What is Robots.txt?
The robots exclusion protocol, or robots.txt is a text file that you can use to instruct search engine bots on how to crawl and index pages on your website.
Where is the Robots.txt File Located on my website?
The robots.txt file is normally located at the root of your site:
The robots.txt file indicates to Google which parts of your site you don’t want accessed by search engine crawlers. Sometimes site owners will block ridiculous things in their robots.txt file, so it is an essential check to see what is being blocked.
Why is the Robots.txt file important for SEO?
Unfortunately it is all to common for small businesses and even larger businesses to block parts of their site unintentionally using the robots.txt file.
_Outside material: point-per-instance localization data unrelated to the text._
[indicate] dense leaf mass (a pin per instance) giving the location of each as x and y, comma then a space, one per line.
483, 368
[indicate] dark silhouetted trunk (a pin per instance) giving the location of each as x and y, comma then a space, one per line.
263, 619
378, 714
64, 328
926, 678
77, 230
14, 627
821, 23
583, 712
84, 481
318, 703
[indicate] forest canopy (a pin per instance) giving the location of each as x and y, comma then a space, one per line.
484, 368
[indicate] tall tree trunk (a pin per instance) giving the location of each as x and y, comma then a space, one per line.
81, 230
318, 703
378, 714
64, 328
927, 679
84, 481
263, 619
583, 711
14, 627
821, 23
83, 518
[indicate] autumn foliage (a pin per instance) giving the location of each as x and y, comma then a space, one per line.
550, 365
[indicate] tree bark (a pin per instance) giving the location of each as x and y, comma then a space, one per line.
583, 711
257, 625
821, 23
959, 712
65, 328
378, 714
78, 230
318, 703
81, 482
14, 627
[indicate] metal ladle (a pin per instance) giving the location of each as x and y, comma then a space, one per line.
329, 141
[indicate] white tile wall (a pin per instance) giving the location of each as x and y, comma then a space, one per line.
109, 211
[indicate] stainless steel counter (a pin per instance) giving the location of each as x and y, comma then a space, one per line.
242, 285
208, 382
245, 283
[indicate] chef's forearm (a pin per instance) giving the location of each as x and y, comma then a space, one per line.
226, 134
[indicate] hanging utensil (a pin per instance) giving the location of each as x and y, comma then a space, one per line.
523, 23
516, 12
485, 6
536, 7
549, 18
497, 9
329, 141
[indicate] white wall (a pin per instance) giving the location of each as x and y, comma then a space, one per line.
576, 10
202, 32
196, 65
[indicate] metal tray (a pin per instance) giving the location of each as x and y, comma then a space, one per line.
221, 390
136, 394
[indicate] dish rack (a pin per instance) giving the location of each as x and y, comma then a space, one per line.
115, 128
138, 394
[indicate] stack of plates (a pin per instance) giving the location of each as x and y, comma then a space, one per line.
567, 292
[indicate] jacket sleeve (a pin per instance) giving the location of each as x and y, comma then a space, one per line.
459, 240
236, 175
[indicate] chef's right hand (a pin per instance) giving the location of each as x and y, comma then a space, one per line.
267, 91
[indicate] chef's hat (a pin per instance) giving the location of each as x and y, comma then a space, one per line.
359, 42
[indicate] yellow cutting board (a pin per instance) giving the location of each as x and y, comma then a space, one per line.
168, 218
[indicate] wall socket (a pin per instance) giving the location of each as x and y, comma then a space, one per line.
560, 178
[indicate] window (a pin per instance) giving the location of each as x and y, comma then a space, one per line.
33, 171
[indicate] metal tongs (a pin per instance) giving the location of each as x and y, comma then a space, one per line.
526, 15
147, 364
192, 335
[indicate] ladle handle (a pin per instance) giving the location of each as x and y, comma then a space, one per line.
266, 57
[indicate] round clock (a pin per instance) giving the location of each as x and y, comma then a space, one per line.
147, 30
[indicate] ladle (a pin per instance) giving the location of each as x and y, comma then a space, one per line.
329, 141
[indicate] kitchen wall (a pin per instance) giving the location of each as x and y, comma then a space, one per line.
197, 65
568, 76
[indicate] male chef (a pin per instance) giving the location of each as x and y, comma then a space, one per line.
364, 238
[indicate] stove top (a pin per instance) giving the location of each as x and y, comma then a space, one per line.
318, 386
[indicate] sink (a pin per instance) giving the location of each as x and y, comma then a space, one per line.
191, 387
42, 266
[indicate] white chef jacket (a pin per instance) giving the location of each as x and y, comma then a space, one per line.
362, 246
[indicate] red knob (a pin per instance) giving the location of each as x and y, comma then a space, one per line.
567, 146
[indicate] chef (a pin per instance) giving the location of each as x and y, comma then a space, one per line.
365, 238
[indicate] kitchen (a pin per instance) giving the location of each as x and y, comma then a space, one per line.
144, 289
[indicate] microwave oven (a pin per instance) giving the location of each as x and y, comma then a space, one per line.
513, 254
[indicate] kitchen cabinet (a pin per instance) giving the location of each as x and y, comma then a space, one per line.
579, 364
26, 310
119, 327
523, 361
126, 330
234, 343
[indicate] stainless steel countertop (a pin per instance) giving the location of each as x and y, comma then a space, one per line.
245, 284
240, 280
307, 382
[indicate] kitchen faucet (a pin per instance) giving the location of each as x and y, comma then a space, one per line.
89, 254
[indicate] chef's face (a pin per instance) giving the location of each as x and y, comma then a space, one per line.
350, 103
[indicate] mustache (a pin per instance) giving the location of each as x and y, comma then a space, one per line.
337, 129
By doing this you are effectively saying to Googlebot: “Don’t crawl my site!”. This then means your pages will not be indexed in Google and you can’t rank for your organic keywords.
How can I stop search engine bots crawling my site?
If you see the below in a robots.txt file, this will instruct all robots to stay OUT of the website. From a search perspective, this is something that you generally don’t want. (Unless you are Louis Theroux, or you are creating a test site that you don’t want Googlebot or any other bots to see.
To stop search bots crawling your site enter the following in your robots.txt file:
User-agent: * Disallow: /
User-agent: * ----> This command applies to all robots. Disallow: / ----> This command instructs the robot not to visit any pages on your website
How can I monitor search engine bots crawling my site?
By downloading the Log Files from your web server you can analyse how search engine bots (typically Google for SEO purposes are interacting with your site). Using a program such as Screaming Frog’s Log File Analyser you can also visualise quickly which bots are visiting your website and understand whether you need to block any of them.